City leaders are also creating the physical infrastructure to support the revolution, from Civic Hall, an 85,000-square-foot tech training and event space in Union Square, to SPARC, a new, two-million-square-foot academic, health care, and biotech campus on the East Side of Manhattan.
And don’t forget the state government’s big bets. Last year Gov. Hochul launched the “Empire AI” consortium with $400 million in public and private funding to secure New York’s place at the forefront of supercomputing infrastructure and innovation.
With the right investments and oversight, we’re confident that AI, like the internet and other major technological advances before, will be net positive for the economy, creating many more new jobs than it disrupts.
Of course, there are some things that New York can’t offer. We don’t have Silicon Valley’s disconnected, sprawling campuses. We’re not a one-industry tech town, where everyone has identical résumés and identical interests.
But that’s New York’s advantage. This is a city of contrasts, where you might hear Quechua and Fuzhounese while riding the subway, or Haitian Creole and Yiddish while waiting in line at your corner bodega.

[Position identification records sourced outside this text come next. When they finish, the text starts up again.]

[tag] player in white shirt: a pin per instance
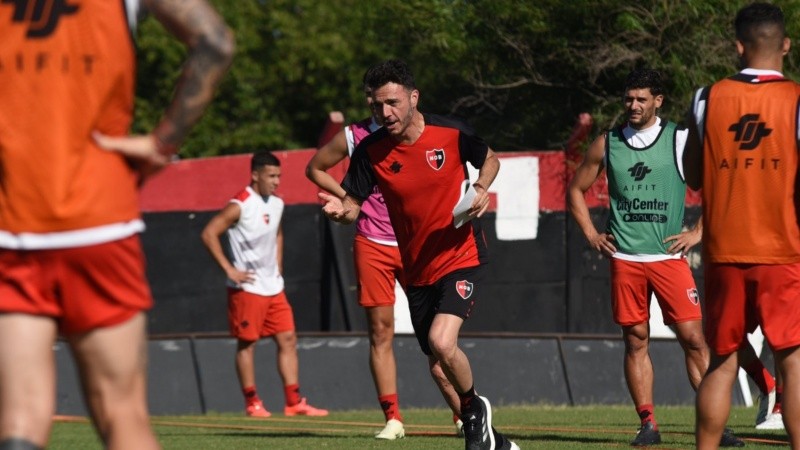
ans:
(257, 305)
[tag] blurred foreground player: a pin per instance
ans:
(70, 257)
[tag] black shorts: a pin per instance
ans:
(454, 293)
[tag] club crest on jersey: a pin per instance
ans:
(464, 289)
(694, 297)
(435, 158)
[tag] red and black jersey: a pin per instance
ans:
(421, 183)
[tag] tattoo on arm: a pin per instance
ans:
(211, 48)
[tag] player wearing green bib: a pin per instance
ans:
(644, 240)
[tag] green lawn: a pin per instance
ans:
(531, 427)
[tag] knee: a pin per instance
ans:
(442, 348)
(694, 341)
(286, 341)
(381, 333)
(635, 345)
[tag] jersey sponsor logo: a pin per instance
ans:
(435, 158)
(41, 16)
(639, 171)
(464, 289)
(694, 297)
(644, 218)
(748, 131)
(750, 163)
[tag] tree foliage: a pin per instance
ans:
(519, 72)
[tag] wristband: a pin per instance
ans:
(163, 148)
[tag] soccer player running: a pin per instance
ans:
(378, 264)
(743, 152)
(70, 256)
(644, 239)
(257, 304)
(418, 161)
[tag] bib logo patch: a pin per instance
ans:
(749, 131)
(694, 297)
(41, 16)
(435, 158)
(464, 289)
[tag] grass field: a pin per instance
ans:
(531, 427)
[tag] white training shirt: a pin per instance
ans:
(253, 241)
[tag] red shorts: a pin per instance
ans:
(251, 316)
(83, 288)
(740, 296)
(632, 284)
(377, 266)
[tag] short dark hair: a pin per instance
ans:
(390, 71)
(263, 158)
(750, 20)
(645, 79)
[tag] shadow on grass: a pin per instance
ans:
(562, 439)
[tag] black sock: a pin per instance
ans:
(18, 444)
(466, 399)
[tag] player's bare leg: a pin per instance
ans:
(690, 336)
(382, 363)
(637, 364)
(443, 340)
(27, 371)
(444, 385)
(789, 365)
(713, 402)
(245, 366)
(112, 363)
(288, 366)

Our economy is as diverse as our population, with fast-growing life sciences, green economy, and tech industries intersecting our world-leading finance and cultural sectors.
And there is a big AI opportunity in every one of these industries. New York startups are already developing AI tools to help lawyers grind through terabytes of documents, clothing retailers to minimize fabric waste, banks to issue micro-loans to small businesses. They’re optimizing power distribution across green grids, and developing tech that might detect rare cancers earlier or synthesize life-saving drugs faster. AI companies here are augmenting existing jobs as they create entirely new ones.
If you want to test your tech in the real world, if you want to apply your AI to real problems, there’s no place like New York. The streets are your proving ground. The skyline, your daily inspiration.
If you’re ready to take on the world, New York City is ready for you.
Kimball is president & CEO of the New York City Economic Development Corp.